The series’ success is also rooted in the proportions of its parts. When I first caught some of The Kingdom on television several years ago, I couldn’t reconcile its inordinate attention to character and hospital politics with what was pitched as horror. In seeing the whole, though, the horror works particularly well because of that attention to character and hospital politics. The chills – and they’re the sort that run up the spine rather than make you jump – are infrequent; the protective bubbles of normalcy, routine, and pettiness are given time to re-establish themselves, only to be deflated at regular intervals.

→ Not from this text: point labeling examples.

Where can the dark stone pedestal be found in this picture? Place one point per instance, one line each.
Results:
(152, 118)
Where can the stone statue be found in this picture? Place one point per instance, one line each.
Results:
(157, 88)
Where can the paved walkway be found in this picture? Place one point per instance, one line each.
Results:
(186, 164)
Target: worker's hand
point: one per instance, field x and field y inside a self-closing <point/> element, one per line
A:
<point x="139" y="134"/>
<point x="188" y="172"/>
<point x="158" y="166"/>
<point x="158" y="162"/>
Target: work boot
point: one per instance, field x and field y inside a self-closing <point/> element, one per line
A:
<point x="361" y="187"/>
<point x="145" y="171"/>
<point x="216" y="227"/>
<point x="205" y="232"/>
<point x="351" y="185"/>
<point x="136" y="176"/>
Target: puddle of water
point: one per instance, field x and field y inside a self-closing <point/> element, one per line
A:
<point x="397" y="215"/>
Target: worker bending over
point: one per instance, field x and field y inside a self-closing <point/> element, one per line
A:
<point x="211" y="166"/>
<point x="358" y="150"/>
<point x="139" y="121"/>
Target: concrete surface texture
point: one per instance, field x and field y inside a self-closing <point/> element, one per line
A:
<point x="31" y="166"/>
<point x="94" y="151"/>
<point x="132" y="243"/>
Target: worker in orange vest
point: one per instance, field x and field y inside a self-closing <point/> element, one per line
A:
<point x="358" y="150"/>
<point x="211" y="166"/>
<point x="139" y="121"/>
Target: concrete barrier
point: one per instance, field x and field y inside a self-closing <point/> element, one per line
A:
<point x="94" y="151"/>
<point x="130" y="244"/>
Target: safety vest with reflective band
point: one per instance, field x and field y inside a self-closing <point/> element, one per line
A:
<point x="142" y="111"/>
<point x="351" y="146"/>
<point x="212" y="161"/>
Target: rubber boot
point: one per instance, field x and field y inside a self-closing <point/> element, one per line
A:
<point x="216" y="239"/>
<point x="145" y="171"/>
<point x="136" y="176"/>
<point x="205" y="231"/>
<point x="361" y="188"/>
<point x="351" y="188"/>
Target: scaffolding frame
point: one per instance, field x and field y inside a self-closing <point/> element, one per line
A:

Unfortunately, we’ll likely never have the full Kingdom to evaluate. The original miniseries – which ends mid-climax – was followed by a set of episodes in 1997 (presently unavailable in the United States). The conclusion of the planned trilogy was scrapped because of multiple cast deaths, although the scripts were sent to Stephen King for his unfortunate and tone-deaf American-television adaptation. (The prolific author inexplicably added a talking anteater to the narrative for his Kingdom Hospital. As a rule, talking anteaters are excellent indicators that what you’re watching is not quality filmed entertainment.)

It’s curious, though, that the first Kingdom stands on its own as a satisfactory, fully formed work, even though it lacks any sort of resolution and leaves viewers with the unpleasant and graphic birthing of a grown man.

It turns out to be a fitting place to stop the series
. For there can be no doubt that when an adult male emerges head-first from a vagina, things are not going to end well for anybody.